See monotonic_constraints in the fit method.
Specifies how many groups to bin predictions by when validation_tuning_metric is "group_mse_by_prediction" (or when loss_function is "group_mse_cycle" and validation_tuning_metric is "default").
When loss_function equals group_mse_cycle then group_mse_cycle_min_obs_in_bin specifies the minimum amount of observations in each group. The loss function group_mse_cycle groups by the first predictor in X in the first boosting step, then by the second predictor in X in the second boosting step, etc. So in each boosting step the predictor to group by is changed. If validation_tuning_metric is "default" then "group_mse_by_prediction" will be used as validation_tuning_metric.
If validation loss does not improve during the last early_stopping_rounds boosting steps then boosting is aborted. The point with this constructor parameter is to speed up the training and make it easier to select a high m.

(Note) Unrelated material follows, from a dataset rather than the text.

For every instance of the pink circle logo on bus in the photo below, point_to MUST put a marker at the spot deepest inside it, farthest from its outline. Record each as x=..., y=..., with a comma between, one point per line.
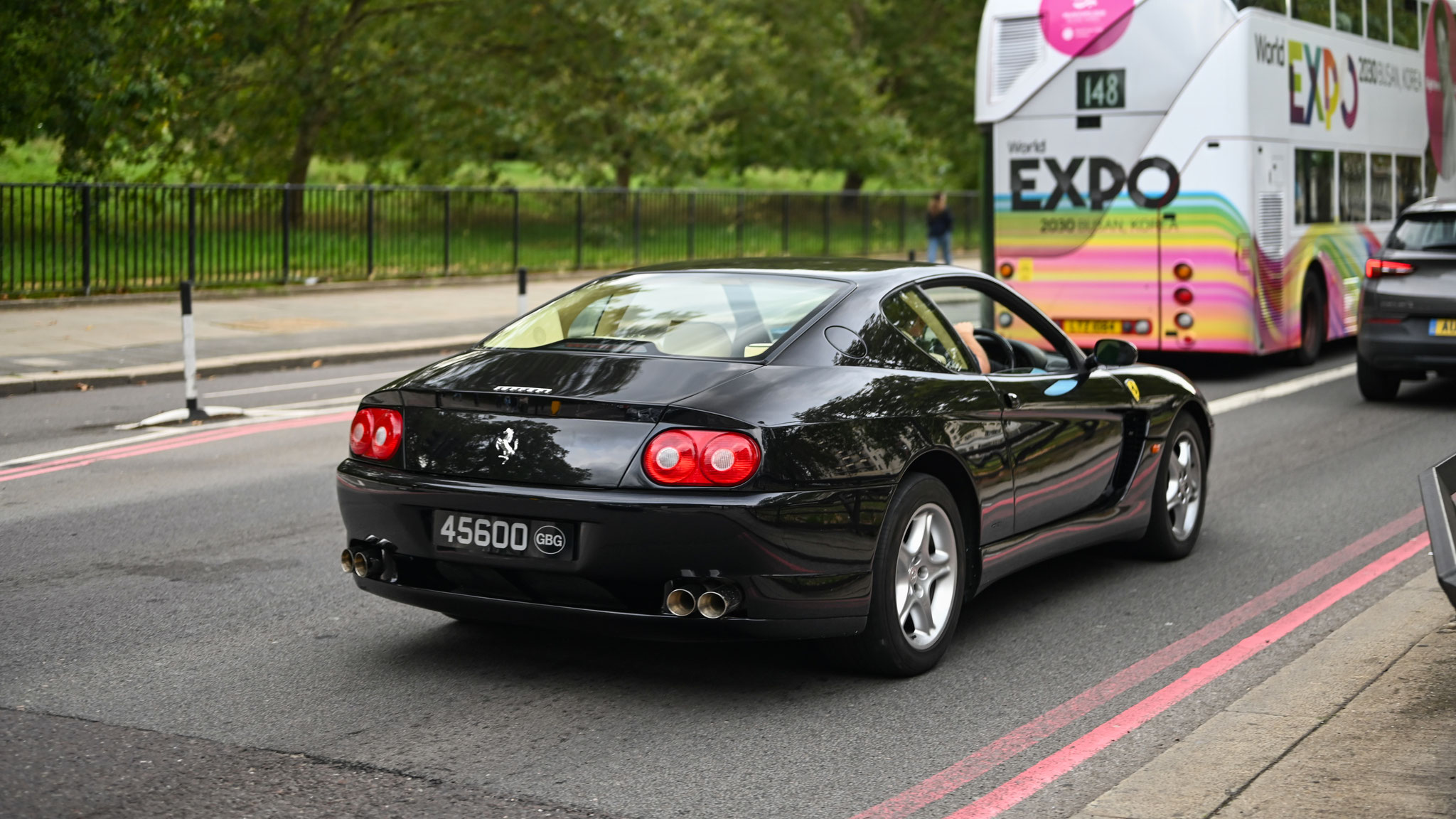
x=1083, y=28
x=1440, y=88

Specifies the number of initial boosting steps that are reserved only for linear effects. 0 means that non-linear effects are allowed from the first boosting step. Reasons for setting this parameter to a higher value than 0 could be to 1) build a more interpretable model with more emphasis on linear effects or 2) build a linear only model by setting num_first_steps_with_linear_effects_only to no less than m. Please note that when greater than zero then the algorithm chooses the model from the boosting step with the lowest validation error before proceeding to non-linear effects or interactions. The latter prevents overfitting.
Specifies a penalty in the range [0.0, 1.0] on terms that are not linear effects. A higher value increases model interpretability but can hurt predictiveness. Values outside of the [0.0, 1.0] range are rounded to the nearest boundary within the range.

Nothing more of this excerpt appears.